Fue uno de los tantos damnificados que no fueron contemplados en el programa de recuperación de viviendas implementados por los entonces Gobiernos de Vicente Fox y Pablo Salazar Mendiguchía, y por eso se vio obligado en regresar a su lugar, en donde ahora hasta sufre de la salida del desperdicio del rastro municipal.
“No han venido a desazolvar. Que la maquina viene la otra semana”, expresa Don Felipe, quien fue encontrado mientras apreciaba el monte crecido en el arroyo.
En este inicio de las temporadas de lluvias, no ha crecido su afluente, pero temen crezca en los próximos meses, sobre todo con la obstrucción de los cueros y sangre del desperdicio del ganado sacrificado en el rastro y arrojado todos los días a “El Cuzco”.

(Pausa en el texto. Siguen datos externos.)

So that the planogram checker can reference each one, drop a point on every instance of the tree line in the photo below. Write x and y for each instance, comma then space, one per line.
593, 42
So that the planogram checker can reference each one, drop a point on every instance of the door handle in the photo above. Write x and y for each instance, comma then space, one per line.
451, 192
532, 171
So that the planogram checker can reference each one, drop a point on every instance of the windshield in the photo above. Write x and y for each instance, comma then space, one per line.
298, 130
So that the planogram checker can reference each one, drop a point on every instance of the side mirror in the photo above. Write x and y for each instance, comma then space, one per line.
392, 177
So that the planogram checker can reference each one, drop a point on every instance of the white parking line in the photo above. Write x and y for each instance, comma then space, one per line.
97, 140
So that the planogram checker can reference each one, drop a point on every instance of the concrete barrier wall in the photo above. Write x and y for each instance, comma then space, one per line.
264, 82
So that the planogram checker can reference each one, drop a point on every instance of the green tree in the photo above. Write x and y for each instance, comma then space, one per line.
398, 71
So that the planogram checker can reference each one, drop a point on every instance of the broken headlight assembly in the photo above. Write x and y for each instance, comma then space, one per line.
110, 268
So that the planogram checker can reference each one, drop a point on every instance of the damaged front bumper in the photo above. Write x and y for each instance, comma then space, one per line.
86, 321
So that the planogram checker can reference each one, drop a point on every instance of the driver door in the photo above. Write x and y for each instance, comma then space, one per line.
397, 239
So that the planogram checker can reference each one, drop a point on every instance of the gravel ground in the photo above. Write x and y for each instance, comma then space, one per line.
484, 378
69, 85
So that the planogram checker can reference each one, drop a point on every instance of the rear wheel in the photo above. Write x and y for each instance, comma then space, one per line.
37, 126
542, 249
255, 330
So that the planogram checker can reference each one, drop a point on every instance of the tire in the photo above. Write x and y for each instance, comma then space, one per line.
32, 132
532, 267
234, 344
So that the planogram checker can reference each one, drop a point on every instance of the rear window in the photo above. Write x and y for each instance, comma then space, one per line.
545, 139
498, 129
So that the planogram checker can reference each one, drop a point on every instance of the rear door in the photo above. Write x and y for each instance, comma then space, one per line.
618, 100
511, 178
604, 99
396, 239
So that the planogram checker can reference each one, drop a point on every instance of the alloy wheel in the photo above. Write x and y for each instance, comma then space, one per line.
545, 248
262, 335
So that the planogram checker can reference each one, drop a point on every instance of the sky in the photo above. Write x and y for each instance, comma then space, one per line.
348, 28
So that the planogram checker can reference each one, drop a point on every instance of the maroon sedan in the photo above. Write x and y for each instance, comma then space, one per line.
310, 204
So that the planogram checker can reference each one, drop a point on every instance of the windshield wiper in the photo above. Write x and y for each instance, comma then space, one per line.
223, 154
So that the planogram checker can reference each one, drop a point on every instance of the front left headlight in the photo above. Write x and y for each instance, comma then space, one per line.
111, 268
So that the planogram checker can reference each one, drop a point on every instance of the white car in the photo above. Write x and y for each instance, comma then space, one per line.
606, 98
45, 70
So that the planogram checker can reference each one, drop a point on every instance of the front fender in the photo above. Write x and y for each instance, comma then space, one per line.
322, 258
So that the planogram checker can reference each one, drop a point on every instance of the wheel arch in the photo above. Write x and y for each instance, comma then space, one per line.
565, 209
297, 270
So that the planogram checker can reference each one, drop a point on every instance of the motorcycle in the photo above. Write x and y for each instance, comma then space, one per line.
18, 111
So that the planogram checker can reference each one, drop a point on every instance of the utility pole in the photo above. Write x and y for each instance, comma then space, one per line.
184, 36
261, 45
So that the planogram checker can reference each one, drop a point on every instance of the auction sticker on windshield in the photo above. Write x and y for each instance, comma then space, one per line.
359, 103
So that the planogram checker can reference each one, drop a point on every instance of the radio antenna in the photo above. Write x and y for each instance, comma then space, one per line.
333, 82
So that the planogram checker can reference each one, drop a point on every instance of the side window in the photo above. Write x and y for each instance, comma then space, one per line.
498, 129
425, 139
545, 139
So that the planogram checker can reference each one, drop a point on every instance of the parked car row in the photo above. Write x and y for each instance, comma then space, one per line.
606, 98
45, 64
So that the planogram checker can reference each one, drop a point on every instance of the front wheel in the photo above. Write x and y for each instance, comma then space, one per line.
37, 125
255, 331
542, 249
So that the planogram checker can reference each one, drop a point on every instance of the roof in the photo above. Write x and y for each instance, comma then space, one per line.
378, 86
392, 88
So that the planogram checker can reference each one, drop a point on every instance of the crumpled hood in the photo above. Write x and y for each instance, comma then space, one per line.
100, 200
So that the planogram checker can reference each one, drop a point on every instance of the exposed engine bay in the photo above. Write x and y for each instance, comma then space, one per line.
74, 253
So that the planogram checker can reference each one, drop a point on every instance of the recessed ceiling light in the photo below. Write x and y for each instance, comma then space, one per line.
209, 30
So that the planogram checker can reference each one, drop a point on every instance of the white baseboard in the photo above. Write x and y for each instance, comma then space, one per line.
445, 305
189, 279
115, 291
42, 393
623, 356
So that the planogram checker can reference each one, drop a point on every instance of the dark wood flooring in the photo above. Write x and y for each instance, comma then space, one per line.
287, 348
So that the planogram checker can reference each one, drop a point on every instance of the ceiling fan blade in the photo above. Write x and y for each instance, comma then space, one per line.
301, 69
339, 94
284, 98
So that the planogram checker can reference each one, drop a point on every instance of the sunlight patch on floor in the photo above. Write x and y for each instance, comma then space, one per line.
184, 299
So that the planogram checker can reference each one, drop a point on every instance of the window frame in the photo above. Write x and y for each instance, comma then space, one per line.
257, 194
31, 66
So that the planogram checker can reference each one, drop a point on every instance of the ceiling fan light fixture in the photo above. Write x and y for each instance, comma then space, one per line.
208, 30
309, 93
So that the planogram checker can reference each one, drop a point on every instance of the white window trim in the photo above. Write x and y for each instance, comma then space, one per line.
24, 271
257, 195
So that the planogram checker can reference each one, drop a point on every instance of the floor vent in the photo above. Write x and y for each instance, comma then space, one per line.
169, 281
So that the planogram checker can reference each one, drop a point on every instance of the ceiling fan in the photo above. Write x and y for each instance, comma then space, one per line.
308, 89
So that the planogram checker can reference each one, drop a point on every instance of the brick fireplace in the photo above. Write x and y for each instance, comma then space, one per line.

La familia de Don Felipe, asegura “somos un montón. Y han sufrido los chiquitos. A veces les da que gripa, que calentura”.
En eso interviene su esposa, para denunciar que desde la construcción del rastro municipal, se han quejado del problema y ninguna autoridad municipal ha atendido en su demanda.
“Han llegado las autoridades de salud a fotografiar y ahí nada más”, dice Don Felipe, en lo que es un grave foco de infección para varias familias cercanas al arroyo.
Y en eso, viene a su memoria aquella tragedia del 2005: “Sufrimos la salida de “El Cuzco” por “Stan”. Nos fuimos a otro lugar y después regresamos acá. Desde entonces, no nos han ofrecido reubicarnos. No nos hicieron caso en aquel entonces de que iban a entregar casas a los damnificados por las inundaciones”, precisa.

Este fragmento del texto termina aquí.